U.N. inspectors are due to return to Iran on March 27.

Quest for nuclear energy?
“I think today Iran is cooperating fully,” ElBaradei said. “I expect them to be fully cooperative, to be fully transparent, to provide all information in the most detailed manner. ... We need 100 percent cooperation.”

Iran says its nuclear activities are designed to generate electricity. The Bush administration suspects Iran is developing nuclear weapons.

“There certainly is no reason why they need to have nuclear energy given all their vast oil and gas resources,” White House spokesman Scott McClellan said. “So we continue to have concerns about their behavior and about their nuclear program.”

ElBaradei seemed to endorse Bush’s recent call for a ban on allowing any additional countries to acquire the ability to enrich uranium or reprocess spent fuel for plutonium — even if the stated intent is to build civilian nuclear power facilities.

“We believe there is enough supply in the world that we do not like to see many other countries developing reprocessing capability, enrichment capability, provided that we provide assurance of supply,” ElBaradei said.

U.S.-IAEA work on relationship
His White House visit came after Bush gave a speech at the National Defense University last month in which the president singled out the IAEA for criticism.
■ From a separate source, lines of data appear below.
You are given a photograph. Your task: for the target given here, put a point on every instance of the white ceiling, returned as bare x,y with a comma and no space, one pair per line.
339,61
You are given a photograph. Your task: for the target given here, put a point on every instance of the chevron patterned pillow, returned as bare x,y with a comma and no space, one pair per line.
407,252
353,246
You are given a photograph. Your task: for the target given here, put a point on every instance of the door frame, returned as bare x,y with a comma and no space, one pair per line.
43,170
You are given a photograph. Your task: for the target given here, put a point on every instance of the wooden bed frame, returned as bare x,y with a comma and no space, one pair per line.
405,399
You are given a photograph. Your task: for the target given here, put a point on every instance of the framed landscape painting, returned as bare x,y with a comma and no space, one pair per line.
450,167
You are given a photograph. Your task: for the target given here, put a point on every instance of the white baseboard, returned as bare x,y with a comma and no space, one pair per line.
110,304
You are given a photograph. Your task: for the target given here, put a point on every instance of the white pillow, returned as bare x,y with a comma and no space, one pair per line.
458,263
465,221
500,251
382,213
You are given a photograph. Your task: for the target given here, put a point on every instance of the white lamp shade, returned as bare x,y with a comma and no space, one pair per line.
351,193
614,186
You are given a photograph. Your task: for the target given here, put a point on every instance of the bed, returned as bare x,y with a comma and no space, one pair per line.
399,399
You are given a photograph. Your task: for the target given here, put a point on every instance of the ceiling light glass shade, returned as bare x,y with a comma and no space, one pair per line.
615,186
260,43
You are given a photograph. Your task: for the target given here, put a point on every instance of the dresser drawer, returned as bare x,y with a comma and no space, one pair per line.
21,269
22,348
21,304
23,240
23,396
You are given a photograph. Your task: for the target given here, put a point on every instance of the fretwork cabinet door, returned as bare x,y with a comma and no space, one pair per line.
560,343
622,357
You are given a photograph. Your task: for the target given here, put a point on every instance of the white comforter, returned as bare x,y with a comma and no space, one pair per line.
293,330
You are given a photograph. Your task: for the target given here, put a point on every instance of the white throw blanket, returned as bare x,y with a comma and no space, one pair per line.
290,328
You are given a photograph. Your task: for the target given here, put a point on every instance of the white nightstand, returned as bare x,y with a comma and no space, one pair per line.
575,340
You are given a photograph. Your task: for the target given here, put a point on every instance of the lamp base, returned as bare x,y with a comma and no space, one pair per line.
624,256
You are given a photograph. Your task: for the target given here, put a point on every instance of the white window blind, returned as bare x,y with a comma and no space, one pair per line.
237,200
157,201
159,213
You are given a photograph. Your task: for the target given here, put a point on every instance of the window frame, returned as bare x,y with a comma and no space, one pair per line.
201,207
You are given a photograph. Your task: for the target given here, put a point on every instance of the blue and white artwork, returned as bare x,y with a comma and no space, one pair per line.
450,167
Bush called for the creation of a special committee to focus on safeguards and verification and to ensure that nations comply with international obligations, and he complained that nations such as Iran have been allowed to sit on the IAEA board of governors.

The agency is seen as ineffective by many in the administration who cite its failure to stop weapons programs in Libya, North Korea and other countries.

Separately, ElBaradei said he was pleased with what he has heard during his Washington stay on the intelligence the United States is willing to provide the inspectors. At a meeting Tuesday with CIA Director George Tenet, he said he received “assurance that the agency will get as much intelligence as we can get from the CIA and other intelligence agencies.”

“We all understand that we need intelligence, we need resources, we need technology for us to do a good job,” he said.